Il lavoro dell’artigiano: un asso nella manica
L’importanza di un’università che riconosca il valore del saper fare
Cara Claudia, mi fa molto piacere leggerti in tema di università e di maestri [Il Sole 24 Ore del 23 gennaio], con un “uovo di Colombo” al posto della solita ciliegina sulla torta. Permettimi quindi di farti avere qualcosa di esplicitamente evocativo in questo senso, che per il ricordo che ho di te come collega alla Sapienza non dovrebbe dispiacerti. Del resto, i nostri ragionamenti e modi di fare collegiali, incominciavano proprio là dove il tuo articolo si conclude: sull'«asso nella manica che parte dal passato ma guarda al futuro», sul «confronto con la tecnologia» e sulla «sapienza del passato», sulle «materie di insegnamento comuni a tutte le discipline» e sulla «strada propria» che dovrebbe avere «ogni ramo del sapere», sull'«originalità, unicità e irripetibilità dei prodotti creati dall’artigianato» e sulla «sua specializzazione qualificata». Specializzazione universitaria, all’incrocio di didattica e di ricerca (artigianali entrambe).

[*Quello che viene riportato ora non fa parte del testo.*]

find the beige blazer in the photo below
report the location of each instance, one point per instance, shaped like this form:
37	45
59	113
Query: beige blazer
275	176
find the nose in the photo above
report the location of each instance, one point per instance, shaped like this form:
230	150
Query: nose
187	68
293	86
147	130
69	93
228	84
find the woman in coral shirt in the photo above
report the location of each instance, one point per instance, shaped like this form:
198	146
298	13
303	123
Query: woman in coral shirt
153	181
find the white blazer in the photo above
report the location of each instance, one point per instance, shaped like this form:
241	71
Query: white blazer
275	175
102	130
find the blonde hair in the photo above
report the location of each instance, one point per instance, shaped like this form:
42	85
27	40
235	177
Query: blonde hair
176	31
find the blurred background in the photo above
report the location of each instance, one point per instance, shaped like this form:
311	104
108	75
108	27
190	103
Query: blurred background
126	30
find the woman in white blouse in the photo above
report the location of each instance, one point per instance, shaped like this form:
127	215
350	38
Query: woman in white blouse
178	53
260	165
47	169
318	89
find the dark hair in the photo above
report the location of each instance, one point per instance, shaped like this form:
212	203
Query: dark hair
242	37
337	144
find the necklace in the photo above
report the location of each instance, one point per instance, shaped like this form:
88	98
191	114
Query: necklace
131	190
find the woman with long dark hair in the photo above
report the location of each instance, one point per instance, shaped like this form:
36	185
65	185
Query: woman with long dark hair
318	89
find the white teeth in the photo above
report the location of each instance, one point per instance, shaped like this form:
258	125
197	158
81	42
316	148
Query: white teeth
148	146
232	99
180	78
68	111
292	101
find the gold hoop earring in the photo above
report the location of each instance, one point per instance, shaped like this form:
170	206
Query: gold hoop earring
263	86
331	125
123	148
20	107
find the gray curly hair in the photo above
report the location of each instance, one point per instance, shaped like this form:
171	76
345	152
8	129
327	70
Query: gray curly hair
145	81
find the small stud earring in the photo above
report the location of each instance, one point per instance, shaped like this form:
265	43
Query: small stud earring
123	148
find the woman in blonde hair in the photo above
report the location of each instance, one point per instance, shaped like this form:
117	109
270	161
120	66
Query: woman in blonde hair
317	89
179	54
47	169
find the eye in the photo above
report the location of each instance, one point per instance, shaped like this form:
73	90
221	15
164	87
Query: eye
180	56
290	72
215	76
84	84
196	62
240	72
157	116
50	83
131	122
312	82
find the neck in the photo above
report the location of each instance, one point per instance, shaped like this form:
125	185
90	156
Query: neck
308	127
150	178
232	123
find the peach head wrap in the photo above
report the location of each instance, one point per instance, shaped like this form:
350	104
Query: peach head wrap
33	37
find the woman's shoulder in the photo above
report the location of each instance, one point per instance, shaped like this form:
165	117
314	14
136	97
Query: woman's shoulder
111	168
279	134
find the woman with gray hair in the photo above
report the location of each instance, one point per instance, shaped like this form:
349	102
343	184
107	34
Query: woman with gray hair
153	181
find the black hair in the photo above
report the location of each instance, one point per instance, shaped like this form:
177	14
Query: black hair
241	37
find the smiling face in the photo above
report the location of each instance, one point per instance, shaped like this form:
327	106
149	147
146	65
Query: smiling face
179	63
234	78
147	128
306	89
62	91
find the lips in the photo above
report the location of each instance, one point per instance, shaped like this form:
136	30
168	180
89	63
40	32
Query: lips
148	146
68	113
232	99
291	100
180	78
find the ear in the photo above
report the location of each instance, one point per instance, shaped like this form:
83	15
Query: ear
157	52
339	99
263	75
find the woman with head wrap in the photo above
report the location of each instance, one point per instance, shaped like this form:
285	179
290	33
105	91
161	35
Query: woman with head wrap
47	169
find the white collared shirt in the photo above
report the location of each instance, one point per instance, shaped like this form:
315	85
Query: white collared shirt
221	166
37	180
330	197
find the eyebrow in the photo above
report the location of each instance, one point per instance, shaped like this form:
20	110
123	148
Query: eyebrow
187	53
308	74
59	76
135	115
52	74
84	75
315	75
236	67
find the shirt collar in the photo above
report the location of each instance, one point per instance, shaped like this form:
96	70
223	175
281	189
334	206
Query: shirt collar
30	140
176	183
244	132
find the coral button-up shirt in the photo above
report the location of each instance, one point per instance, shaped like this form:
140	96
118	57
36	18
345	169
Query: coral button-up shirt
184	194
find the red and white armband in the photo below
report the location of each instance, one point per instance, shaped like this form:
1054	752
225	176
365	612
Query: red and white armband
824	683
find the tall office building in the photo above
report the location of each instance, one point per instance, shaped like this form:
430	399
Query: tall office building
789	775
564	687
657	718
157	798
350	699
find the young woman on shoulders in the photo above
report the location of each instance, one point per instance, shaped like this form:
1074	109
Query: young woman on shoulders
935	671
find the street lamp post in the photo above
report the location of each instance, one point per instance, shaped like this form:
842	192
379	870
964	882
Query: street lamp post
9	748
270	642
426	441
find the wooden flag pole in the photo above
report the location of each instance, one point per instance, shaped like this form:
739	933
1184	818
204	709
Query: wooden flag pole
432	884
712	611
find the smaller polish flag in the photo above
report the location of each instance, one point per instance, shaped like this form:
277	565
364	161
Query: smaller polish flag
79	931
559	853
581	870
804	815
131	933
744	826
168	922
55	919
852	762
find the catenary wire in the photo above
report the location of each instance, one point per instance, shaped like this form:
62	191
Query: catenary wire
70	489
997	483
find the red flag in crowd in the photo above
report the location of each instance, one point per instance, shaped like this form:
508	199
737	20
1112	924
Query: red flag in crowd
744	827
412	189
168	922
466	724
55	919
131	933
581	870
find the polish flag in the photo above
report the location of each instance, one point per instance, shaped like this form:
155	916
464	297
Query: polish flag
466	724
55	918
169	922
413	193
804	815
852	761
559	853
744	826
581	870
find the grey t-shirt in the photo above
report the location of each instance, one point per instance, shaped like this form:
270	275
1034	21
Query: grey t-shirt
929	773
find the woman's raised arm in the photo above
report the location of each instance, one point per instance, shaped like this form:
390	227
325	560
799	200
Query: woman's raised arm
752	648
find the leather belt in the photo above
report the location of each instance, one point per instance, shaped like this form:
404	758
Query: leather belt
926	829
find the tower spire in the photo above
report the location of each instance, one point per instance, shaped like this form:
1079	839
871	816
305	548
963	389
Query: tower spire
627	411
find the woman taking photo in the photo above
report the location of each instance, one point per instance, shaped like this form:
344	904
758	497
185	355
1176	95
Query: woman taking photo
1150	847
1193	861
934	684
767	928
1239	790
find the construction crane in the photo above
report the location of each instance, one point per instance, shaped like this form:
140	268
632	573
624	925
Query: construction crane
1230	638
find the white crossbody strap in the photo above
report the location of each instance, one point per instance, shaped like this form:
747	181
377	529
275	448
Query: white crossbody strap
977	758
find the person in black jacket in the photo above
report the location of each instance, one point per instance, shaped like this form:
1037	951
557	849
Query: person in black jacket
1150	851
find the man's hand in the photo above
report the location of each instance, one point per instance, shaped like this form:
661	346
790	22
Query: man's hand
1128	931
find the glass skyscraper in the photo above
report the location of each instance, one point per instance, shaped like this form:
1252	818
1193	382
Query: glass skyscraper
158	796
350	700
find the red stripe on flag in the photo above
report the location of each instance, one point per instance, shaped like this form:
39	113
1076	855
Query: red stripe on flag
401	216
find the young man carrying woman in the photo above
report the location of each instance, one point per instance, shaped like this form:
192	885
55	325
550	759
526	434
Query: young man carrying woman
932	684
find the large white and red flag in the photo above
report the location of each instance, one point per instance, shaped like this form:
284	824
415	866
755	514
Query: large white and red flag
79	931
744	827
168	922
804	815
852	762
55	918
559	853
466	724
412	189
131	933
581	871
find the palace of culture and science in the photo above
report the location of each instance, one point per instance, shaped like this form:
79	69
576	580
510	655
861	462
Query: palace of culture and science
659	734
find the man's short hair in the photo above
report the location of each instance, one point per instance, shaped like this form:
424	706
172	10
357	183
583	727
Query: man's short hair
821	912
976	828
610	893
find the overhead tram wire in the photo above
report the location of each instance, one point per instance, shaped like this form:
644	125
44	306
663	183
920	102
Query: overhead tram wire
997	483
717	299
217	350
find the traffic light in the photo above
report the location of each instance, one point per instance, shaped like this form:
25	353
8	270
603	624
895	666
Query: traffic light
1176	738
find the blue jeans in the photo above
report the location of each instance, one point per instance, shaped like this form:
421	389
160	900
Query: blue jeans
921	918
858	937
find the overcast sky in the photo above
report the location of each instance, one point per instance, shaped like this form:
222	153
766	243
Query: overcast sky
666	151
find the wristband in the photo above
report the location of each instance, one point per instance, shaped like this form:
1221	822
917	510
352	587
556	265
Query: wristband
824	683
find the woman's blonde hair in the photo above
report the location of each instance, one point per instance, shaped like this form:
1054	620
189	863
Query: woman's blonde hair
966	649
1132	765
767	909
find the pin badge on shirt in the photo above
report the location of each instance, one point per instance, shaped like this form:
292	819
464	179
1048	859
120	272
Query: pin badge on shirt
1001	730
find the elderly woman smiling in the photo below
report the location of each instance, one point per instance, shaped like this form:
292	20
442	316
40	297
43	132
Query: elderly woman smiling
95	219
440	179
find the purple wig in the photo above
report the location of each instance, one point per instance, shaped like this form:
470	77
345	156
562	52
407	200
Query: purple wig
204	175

É proprio questo il punto! Il punto dolente e al tempo stesso il punto di svolta della nostra università, a cavallo tra rigor mortis della riforma e bisogno vitale di autoriforma. Tra l’uovo di Colombo e l’uovo di Humboldt può in effetti non esserci alcuna soluzione di continuità. Anzi! Un caro saluto e auguri tanti,
Caro Nicola,
grazie della tua lettera. Metti in evidenza co- me sia importante il lavoro dell’artigiano, come abbiamo voluto sottolineare con gli articoli del Sole Junior che abbiamo dedicato all’argomento. La situazione dell’occupazione giovanile e della insoddisfazione generale verso un lavoro poco gratificante e “che non c’è”, come l'isola di Peter Pan, porta necessariamente a rivalutare quelle nobili professioni che hanno segnato la storia culturale e produttiva dell’Italia. Come mi hai poi scritto privatamente «per un essere umano un lavoro è importante non solo se gli dà un qualche “vivere materiale”, ma anche e soprattutto se lo realizza umanamente cioè sia tangibilmente autogratificante». La soluzione è affidata al mondo accademico. Una università che riconosca l’importanza del saper fare, e accolga la manualità nelle sue larghe braccia che hanno inserito miriadi di sottospecializzazioni più o meno inventandosi corsi per lo meno bizzarri, sarebbe il giusto punto di approdo per superare lo scoglio della scala sociale e per fornire una preparazione in linea con i tempi ai futuri artigiani. Auguriamoci che il “nostro” comune appello abbia un seguito e che gli artigiani possano fregiarsi del titolo ufficiale di Maestro rilasciato in seguito a un percorso universitario pluriannuale che comprenda anche lo studio delle lingue e delle ultime tecnologie. Per essere artigiani testimoni dei nostri tempi. (c.g.)